Older HIV patients often have higher risks of CMV disease, Kaposi sarcoma, oral candidiasis, wasting syndrome, HIV encephalopathy, and AIDS dementia complex.1

Also, older patients typically underreport symptoms such as diarrhea, pain, and depression, but will focus on weight loss, hair loss, and peripheral neuropathy.

"We found that patients who are older and have HIV infection have a higher prevalence of hypertension, hypertriglyceridemia, and low bone mineral density, suggestive of osteoporosis and abnormalities in distribution of body fat," says Nur Onen, MBChB, an instructor in internal medicine in the infectious diseases division of Washington University School of Medicine in St. Louis, MO.

"This problem of accelerated bone loss has been defined in younger HIV patients, as well," Onen notes. "Just when antiretroviral therapy (ART) first is started patients' bone density goes down, and then it stabilizes, so we think it's caused predominantly by HIV infection."

The changes in body fat put HIV patients at greater risk of diabetes, she says.

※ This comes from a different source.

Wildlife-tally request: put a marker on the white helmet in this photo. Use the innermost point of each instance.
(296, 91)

Since HIV physicians also are often their patients' primary care doctors, they should screen patients for clinical depression, which also is common in older patients, Onen suggests.

"We should talk with them about it and have colleagues who are counselors meet with them," she says.

Another issue concerns the compounding of HIV and lifestyle choices, including smoking, substance abuse, and exposure to other viral infections.

"We have to be very aggressive with our older HIV population and tell them to stop smoking and try our best to address any alcohol and substance use issues that may impact their health and their ability to stay on their HIV medications," Onen says. "We should be aggressive in recognizing and treating depression because it also can impact their medication use."

Clinicians also should encourage patients to maintain good diabetic control, when this is an issue, and check for malignancies, she adds.

"We need to keep HIV patients as healthy as possible for as long as possible," she says.


  1. Onen NF, Overton ET. HIV and aging: two converging epidemics. Missouri Medicine. 2009; July/August:227-231.